Prime Minister Hun Sen said on Jan. 5 that he is willing to extend his stay in Myanmar if the situation requires him to do so. Photo from SPM Hun Sen

Just days ahead of his controversial meeting with Myanmar’s junta chief, Cambodian Prime Minister Hun Sen said he will stay longer if needed to broker a ceasefire

PHNOM PENH--Prime Minister Hun Sen said on Jan. 5 that he is willing to extend his stay in Myanmar if the situation requires him to do so, adding that his purpose is mainly to initiate peace while reiterating that it won’t go beyond the five-point consensus.

During a ceremony at his office, Hun Sen pledged not to go beyond ASEAN’s established five-point consensus on Myanmar and said he will act within the parameters of the ASEAN Charter. He also reiterated that he hasn’t set any preconditions prior to his visit and will talk on the issues in the meeting Myanmar leader.

“The topic for discussion is the five-point consensus. Myanmar people, [do] you want the country to descend into civil war or solution?” Hun Sen said in response to the wave of criticism he has faced from the people of Myanmar.

Hun Sen said while he was aware of the anger at his proposed meeting with leaders of the Myanmar junta, he hoped he can secure a ceasefire that will allow humanitarian assistance corridors to be opened.

“If the talk runs out of time, I can delay my return schedule. If I have to come back in the morning, I can come back in the evening instead. And if the negotiations need more time to reach an agreement, I can fly back on Jan. 9,” Hun Sen said.

Hun Sen will leave for Naypyidaw this Friday for his two-day visit at the invitation of junta chief Senior General Min Aung Hlaing, who seized power in a coup on Feb. 1, 2021 and has since overseen the killing of at least 1,300 people, according to international rights observers, and is believed to have jailed thousands more since the coup.

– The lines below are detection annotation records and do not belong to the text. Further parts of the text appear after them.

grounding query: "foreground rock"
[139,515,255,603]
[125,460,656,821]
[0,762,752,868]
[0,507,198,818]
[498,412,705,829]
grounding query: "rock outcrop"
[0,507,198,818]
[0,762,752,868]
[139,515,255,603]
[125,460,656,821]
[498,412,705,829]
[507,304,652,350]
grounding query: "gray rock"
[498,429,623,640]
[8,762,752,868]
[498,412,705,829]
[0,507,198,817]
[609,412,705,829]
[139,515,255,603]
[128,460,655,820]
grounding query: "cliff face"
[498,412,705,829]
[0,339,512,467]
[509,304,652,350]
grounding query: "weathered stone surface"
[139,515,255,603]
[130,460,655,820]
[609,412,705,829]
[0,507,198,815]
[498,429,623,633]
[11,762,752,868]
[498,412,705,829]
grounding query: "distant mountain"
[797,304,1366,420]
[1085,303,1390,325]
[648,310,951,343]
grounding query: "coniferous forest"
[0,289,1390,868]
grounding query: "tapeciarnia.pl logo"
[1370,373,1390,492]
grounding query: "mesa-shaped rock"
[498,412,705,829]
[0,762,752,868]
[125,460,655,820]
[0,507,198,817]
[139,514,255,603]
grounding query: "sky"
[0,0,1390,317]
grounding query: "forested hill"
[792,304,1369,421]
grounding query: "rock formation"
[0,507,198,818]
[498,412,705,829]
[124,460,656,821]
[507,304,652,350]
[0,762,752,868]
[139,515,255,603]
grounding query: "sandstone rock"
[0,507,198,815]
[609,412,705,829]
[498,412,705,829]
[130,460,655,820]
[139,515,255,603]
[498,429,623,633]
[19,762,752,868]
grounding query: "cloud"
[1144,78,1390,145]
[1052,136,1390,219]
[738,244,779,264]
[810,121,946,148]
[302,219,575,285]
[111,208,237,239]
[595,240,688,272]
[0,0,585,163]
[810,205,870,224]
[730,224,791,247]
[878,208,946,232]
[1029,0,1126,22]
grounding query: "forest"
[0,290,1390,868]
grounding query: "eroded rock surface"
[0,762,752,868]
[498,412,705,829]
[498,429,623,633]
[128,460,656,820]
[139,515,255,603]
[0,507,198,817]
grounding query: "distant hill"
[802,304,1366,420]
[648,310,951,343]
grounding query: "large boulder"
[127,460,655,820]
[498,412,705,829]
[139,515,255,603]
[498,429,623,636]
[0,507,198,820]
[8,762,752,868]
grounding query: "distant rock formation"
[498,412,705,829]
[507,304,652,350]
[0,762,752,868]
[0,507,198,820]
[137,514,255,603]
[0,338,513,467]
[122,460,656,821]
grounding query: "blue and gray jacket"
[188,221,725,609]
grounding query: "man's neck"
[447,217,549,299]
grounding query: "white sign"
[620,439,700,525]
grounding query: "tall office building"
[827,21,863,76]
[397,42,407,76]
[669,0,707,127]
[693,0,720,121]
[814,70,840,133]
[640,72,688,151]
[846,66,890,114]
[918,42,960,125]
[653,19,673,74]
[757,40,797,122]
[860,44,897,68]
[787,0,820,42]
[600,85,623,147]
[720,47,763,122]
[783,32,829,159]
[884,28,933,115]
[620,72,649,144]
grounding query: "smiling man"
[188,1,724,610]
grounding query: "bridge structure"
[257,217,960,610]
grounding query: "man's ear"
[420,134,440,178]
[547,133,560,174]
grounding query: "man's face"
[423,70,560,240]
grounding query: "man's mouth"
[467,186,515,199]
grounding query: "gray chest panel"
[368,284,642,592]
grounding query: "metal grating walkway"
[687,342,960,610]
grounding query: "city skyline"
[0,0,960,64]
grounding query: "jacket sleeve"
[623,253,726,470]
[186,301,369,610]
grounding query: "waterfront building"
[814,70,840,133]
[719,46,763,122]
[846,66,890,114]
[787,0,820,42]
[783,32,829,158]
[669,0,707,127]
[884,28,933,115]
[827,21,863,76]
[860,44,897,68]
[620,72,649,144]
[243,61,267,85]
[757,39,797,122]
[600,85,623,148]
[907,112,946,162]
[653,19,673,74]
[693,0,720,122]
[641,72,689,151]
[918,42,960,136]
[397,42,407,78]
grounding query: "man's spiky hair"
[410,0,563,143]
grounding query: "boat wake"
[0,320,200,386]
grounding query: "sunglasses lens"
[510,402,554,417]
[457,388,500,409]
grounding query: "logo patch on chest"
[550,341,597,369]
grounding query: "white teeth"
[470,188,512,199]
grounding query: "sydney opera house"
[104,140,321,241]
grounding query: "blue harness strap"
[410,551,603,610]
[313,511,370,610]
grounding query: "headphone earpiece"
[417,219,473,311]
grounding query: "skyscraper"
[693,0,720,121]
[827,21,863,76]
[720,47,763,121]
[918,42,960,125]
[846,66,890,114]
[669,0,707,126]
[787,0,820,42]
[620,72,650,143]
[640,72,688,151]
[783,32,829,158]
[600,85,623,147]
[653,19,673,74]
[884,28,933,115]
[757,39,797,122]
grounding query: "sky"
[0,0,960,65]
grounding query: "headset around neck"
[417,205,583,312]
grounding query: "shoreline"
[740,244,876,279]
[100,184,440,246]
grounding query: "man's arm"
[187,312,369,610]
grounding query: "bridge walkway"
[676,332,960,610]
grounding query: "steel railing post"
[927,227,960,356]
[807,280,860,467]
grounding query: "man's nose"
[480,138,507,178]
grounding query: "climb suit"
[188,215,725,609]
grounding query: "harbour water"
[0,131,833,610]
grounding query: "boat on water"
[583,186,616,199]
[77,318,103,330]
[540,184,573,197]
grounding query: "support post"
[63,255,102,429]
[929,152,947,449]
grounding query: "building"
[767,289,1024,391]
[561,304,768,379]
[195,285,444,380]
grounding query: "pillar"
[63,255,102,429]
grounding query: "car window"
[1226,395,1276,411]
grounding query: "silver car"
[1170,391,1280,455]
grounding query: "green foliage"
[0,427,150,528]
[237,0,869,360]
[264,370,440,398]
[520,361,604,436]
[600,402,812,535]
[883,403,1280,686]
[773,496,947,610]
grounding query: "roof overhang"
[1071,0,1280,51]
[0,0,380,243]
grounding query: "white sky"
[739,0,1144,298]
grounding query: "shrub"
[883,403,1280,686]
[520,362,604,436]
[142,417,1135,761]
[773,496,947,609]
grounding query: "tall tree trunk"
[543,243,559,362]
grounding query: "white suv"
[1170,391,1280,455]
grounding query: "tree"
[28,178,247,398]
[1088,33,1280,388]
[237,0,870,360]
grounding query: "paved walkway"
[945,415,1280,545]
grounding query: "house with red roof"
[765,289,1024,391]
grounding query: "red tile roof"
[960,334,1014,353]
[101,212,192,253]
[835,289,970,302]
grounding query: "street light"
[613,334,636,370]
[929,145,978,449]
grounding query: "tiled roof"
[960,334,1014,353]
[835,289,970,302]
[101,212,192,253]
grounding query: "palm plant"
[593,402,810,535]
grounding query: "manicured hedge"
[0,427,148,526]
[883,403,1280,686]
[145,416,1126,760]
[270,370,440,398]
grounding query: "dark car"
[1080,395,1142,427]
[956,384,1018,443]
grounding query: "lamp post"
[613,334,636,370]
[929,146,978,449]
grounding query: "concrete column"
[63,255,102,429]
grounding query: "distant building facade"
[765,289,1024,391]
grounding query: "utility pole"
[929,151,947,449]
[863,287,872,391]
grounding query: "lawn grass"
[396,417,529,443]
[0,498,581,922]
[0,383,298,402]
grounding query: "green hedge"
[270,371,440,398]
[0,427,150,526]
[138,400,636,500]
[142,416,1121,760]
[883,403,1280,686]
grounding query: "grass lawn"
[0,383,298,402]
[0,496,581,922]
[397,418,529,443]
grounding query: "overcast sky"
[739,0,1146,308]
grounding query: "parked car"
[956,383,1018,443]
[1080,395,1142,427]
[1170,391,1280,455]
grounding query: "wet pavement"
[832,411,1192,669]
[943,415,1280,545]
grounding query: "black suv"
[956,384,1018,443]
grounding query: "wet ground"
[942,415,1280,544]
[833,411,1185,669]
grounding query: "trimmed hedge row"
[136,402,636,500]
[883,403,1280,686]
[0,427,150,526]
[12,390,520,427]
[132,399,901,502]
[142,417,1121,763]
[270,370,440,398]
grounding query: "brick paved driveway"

In preparation for his visit, Hun Sen had a phone call with Indonesian President Joko Widodo on Jan. 4 where he reiterated the need for his physical presence in Myanmar to his Indonesian counterpart.

According to statement of Ministry of Foreign Affairs and International Cooperation, the two leaders had exchanged views on the current developments in Myanmar and underscored the important need to forge ASEAN’s efforts in assisting Myanmar to find suitable solutions for national reconciliation, durable peace, stability and development.

However, Hun Sen again pointed out that nobody should expect Cambodia as ASEAN chair for 2022 to be able to solve all of Myanmar’s problems and Hun Sen said he does not want to be blamed if he fails.

Last week ahead of Hun Sen’s visit, two bombs went off in Yangon, near the Cambodian Embassy, but according to Hun Sen, a third suspected explosive device had been found at the embassy prior to the two bombs that detonated last week.

Meanwhile, Foreign Minister Prak Sokhonn told a forum on Jan. 3 that Cambodia took a different approach when taking the chairman’s gavel because there was a deadlock and no agreement among members on the approaches in the implementation of five-point consensus.

As special envoy of ASEAN chair, Sokhonn said that he will be guided by the consensus and the ASEAN Charter.

“My role will be a facilitator, meditator, and the whole political process will be all Myanmar-led,” Sokhonn explained in his remarks during the lecture on Cambodia’s Chairmanship of ASEAN 2022 organized by Singapore’s ISEAS-Yushof Ishak Institute.